Contiene vitaminas A, C, complejo B, potasio, magnesio, fibra, ácido fólico, pequeñas cantidades de hierro y calcio y folato, que es una vitamina B requerida para la producción de glóbulos rojos normales, además de ser un gran auxiliar para la digestión.

Múltiples usos

La lechosa es una fruta muy particular: cuando está verde se usa en ensaladas y en el tradicional dulce de lechosa; y cuando está madura se consume fresca o en forma de jugo, batido, merengada, sorbete, en ensalada de frutas y en platos salados.

Tiene muchas propiedades curativas: ayuda a desinflamar el hígado, los riñones y los ovarios; es antioxidante; previene cánceres de pecho, vejiga, colon o cuello del útero; actúa contra la vejez prematura; previene la degeneración visual; protege el corazón; combate el tabaquismo; evita la gastritis, y la formación de gases.

La papaína tiene además propiedades analgésicas; es útil en caso de gastroenteritis, colitis y colon irritable; es utilizada en la clarificación de la cerveza; para suavizar la lana, en la curtiembre de pieles y en la preparación de medicamentos para mejorar la digestión y desinflamar. También se le considera beneficiosa en el tratamiento de la digestión incompleta y participante en el equilibrio del PH gástrico contribuyendo a prevenir o mejorar los síntomas de la úlcera gástrica; pero su uso frecuente puede resultar purgante en algunas personas.
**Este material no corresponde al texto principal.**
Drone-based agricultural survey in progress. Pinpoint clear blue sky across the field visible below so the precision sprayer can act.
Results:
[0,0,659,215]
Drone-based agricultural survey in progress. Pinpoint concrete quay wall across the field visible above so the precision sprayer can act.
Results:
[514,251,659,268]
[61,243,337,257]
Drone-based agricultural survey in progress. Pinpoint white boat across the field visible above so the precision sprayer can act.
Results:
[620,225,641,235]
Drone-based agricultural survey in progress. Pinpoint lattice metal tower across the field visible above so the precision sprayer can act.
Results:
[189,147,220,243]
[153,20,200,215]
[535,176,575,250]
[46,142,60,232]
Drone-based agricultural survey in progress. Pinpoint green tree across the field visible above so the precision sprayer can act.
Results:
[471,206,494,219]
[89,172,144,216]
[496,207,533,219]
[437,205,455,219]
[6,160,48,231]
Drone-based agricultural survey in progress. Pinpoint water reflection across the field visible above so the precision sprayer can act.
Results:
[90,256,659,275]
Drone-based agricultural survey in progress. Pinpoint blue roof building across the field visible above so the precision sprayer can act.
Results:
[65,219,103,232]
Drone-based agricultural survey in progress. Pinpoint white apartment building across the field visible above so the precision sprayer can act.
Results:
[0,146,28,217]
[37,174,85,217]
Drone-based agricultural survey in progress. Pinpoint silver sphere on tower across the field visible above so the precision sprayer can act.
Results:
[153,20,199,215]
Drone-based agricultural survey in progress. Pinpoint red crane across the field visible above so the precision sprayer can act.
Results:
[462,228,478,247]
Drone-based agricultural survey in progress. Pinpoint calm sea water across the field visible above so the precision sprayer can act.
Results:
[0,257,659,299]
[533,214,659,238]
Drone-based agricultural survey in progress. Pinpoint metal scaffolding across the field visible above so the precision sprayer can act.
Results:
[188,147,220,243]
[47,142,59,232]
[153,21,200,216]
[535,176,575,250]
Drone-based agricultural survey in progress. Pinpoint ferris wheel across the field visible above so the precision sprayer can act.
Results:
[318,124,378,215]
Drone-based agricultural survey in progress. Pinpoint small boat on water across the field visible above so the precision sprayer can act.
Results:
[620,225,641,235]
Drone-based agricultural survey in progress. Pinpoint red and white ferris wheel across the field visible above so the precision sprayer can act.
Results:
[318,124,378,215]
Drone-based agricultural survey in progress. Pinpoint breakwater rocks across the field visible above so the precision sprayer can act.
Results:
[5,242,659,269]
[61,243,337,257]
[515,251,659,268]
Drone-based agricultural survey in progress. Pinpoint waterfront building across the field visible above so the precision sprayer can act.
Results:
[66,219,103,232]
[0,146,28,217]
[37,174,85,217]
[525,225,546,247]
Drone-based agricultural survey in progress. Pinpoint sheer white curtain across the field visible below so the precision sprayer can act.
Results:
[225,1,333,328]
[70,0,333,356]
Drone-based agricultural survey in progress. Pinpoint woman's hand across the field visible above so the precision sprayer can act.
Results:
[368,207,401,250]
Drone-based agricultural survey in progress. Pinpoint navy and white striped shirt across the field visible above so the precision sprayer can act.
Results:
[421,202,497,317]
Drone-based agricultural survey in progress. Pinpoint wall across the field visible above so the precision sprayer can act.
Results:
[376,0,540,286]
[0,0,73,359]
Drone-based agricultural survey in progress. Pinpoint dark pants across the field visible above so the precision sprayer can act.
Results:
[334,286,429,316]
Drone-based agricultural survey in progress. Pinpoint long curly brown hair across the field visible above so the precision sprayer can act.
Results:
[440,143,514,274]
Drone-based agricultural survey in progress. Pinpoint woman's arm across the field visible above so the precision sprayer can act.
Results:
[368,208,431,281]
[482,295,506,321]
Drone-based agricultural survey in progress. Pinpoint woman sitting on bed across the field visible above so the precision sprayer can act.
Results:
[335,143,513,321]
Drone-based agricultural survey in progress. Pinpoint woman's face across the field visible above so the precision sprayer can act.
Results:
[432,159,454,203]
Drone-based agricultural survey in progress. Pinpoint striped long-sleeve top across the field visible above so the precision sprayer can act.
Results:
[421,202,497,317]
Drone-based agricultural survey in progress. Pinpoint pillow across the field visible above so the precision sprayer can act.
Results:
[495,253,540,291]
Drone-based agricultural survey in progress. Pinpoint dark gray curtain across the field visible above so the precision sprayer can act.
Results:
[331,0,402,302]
Resulta adecuada para dietas de adelgazamiento porque es baja en calorías y alta en fibra y nutrientes.

Una costumbre bastante antigua de los indígenas centroamericanos era envolverlas en las hojas de lechosa para suavizar las carnes duras de los animales de caza.

La fruta verde cruda y cocinada es usada en la cocina Thai. En Asia las hojas jóvenes son consumidas como espinaca.

Las semillas negras son comestibles, tienen un sabor fuerte, y molidas se emplean como sustituto de la pimienta negra. Por su belleza y esbeltez, la planta se cultiva como ornamental.